Für Wildtiere ist es weitaus wichtiger, dass sie nicht gestört werden und durch Fluchtbewegungen nicht zu viel Energie verbrauchen. In der Regel wittert das Wild den winterlichen Waldbesucher schon früh und wird zur Flucht verleitet, bevor wir Menschen es zu Gesicht bekommen.
Füchse und Hasen schützen sich mit Winterfell
Ein dichteres Winterfell und von Schnee freigeräumte Ruheplätze senken den Energieverbrauch. Auch Füchse, Hasen und Wildschweine wechseln zum Winter ihr Fell und bekommen isolierende Wollhaare ins Unterfell.

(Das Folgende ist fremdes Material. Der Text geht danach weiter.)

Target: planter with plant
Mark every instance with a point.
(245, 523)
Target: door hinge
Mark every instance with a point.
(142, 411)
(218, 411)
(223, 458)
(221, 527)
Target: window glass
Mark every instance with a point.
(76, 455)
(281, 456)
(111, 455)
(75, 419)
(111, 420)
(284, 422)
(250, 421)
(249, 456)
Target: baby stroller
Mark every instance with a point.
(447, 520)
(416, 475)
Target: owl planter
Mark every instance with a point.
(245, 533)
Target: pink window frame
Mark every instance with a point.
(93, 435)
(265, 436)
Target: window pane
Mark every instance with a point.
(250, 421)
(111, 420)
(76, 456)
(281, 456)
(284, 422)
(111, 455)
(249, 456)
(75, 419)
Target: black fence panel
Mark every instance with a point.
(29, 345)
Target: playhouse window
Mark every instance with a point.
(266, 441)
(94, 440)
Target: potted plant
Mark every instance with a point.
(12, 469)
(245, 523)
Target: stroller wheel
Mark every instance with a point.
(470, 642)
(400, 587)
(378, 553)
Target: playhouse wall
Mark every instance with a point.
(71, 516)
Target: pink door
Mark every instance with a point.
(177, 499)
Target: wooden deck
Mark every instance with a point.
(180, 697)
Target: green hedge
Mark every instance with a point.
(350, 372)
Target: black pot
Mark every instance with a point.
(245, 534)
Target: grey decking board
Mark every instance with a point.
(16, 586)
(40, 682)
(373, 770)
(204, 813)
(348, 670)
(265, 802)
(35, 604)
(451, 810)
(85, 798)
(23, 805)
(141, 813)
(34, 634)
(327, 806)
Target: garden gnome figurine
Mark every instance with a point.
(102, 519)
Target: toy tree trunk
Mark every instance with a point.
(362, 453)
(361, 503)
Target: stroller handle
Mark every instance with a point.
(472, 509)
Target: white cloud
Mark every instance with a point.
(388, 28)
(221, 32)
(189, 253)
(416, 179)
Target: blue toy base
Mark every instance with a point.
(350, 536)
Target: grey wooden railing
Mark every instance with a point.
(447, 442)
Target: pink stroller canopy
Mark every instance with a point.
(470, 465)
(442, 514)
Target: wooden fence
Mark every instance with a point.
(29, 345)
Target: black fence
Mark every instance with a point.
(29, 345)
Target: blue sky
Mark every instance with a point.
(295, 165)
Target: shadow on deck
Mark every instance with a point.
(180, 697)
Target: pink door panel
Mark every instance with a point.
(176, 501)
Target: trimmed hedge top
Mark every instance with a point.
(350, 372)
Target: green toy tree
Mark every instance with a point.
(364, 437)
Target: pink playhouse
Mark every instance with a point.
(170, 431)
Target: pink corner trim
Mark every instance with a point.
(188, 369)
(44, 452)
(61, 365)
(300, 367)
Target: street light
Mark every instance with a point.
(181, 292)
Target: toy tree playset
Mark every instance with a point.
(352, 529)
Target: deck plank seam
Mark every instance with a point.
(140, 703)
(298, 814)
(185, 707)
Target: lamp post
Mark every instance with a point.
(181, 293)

Wildschweine mit dicker Fettschicht
Die Graukittel bereiten sich auf den Winter vor, in dem sie sich eine dicke Fettschicht unter der Haut zulegen. Auch die inneren Organe werden mit Fettreserven bedeckt. Das Futterangebot in Maisäckern und mittlerweile höhere Jahresdurchschnittstemperaturen führen dazu, dass inzwischen auch schwache Tiere den Winter überleben und die Anzahl der Wildschweine immer größer wird. Wenn es dann noch eine gute Eichel- und Bucheckernmast im Wald gibt, leiden Wildschweine keine Not.
Auerwild ist empfindlich
Das im Schwarzwald vom Aussterben bedrohte Auerwild frisst im Winter sogar die kaum nahrhaften Fichten- und Kiefernadeln, aber auch Knospen von Buchen. Das Auerwild hat sich auch an hohe Schneelagen angepasst. Fluchtbewegungen durch Störungen sind für das Auerwild weitaus schädlicher als Kälte und Schnee. Unter Nahrungsmangel leidet es eher im Sommer, wenn durch das Fehlen von lichten Waldstrukturen nicht genügend Heidelbeersträucher für die wichtige Beerennahrung vorhanden sind.